The Council on American-Islamic Relations was among those who said Lew appeared to reject the report by boasting "about the fact that [northern Gaza] has been successfully ethnically cleansed of its native population."
Roth, the former executive director of Human Rights Watch, said Lew's "quibbling over the number of people desperate for food seems a politicized diversion from the fact that the Israeli government is blocking virtually all food from getting in."
"The Biden administration seems to be closing its eyes to that reality, but putting its head in the sand won't feed anyone," he told the Associated Press.
The Biden White House has been a vehement supporter of Israel's bombardment of Gaza since October 2023, insisting that the country is only defending itself following a Hamas-led attack on southern Israel—even as the death toll has passed 45,000 and as numerous reports have shown that Israel is waging attacks that officials know will kill hundreds of civilians.

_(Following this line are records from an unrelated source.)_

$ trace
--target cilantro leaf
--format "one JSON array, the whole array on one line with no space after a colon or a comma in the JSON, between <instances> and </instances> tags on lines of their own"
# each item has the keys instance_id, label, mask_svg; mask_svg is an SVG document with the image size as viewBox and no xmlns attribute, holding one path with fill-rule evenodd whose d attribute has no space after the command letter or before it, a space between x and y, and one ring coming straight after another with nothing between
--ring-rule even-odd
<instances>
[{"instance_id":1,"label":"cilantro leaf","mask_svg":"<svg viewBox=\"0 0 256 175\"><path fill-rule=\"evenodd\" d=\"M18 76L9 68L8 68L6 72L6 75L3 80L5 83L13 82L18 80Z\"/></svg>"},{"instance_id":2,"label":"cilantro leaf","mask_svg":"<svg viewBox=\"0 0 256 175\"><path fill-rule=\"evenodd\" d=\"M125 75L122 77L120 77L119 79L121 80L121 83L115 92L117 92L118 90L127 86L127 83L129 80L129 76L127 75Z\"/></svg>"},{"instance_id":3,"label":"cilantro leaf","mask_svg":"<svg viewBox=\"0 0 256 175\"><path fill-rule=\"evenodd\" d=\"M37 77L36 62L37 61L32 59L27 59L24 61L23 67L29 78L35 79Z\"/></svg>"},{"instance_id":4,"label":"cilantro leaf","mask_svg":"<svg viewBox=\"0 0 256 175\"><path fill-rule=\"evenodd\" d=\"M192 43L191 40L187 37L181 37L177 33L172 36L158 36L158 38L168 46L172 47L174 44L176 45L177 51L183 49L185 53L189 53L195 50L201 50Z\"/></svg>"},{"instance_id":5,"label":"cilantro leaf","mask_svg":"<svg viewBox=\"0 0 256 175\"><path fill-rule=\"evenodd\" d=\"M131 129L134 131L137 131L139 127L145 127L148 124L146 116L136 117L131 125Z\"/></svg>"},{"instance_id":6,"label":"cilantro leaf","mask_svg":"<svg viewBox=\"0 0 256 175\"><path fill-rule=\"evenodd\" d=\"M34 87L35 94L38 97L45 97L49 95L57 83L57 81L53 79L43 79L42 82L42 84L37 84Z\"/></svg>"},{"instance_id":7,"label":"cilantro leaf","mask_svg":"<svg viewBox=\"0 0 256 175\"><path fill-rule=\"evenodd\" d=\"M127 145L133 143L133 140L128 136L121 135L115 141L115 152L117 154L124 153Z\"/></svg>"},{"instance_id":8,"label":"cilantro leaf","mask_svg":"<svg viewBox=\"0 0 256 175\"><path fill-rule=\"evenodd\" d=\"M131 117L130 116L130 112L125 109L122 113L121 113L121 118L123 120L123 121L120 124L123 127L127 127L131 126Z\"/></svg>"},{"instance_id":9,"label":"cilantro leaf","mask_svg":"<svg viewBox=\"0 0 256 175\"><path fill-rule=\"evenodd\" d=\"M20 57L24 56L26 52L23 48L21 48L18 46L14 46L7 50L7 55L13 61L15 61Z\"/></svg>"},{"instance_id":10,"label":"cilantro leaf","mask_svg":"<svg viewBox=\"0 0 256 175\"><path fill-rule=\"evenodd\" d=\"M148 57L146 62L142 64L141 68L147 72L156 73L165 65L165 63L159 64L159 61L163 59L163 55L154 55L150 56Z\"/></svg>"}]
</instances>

In October the administration said it was giving Israel a month to ensure sufficient humanitarian aid was getting to Palestinians and threatened to cut off military aid, but when the deadline passed, no changes to U.S. political and military support were made.
The U.S. is prohibited from supplying weapons to countries that are blocking U.S. humanitarian aid under its own laws, including Section 620I of the Foreign Assistance Act."
Roth suggested that by pushing for the retraction of the FEWS NET report, USAID was acting on its vested interest in denying that Israel is starving Palestinians.
"It sure looks like USAID is allowing political considerations—the Biden administration's worry about funding Israel's starvation strategy—to interfere" with the report, Roth told the AP.
Scott Paul, a senior manager at Oxfam America, told the outlet that Lew "leveraged his political power to undermine the work of this expert agency."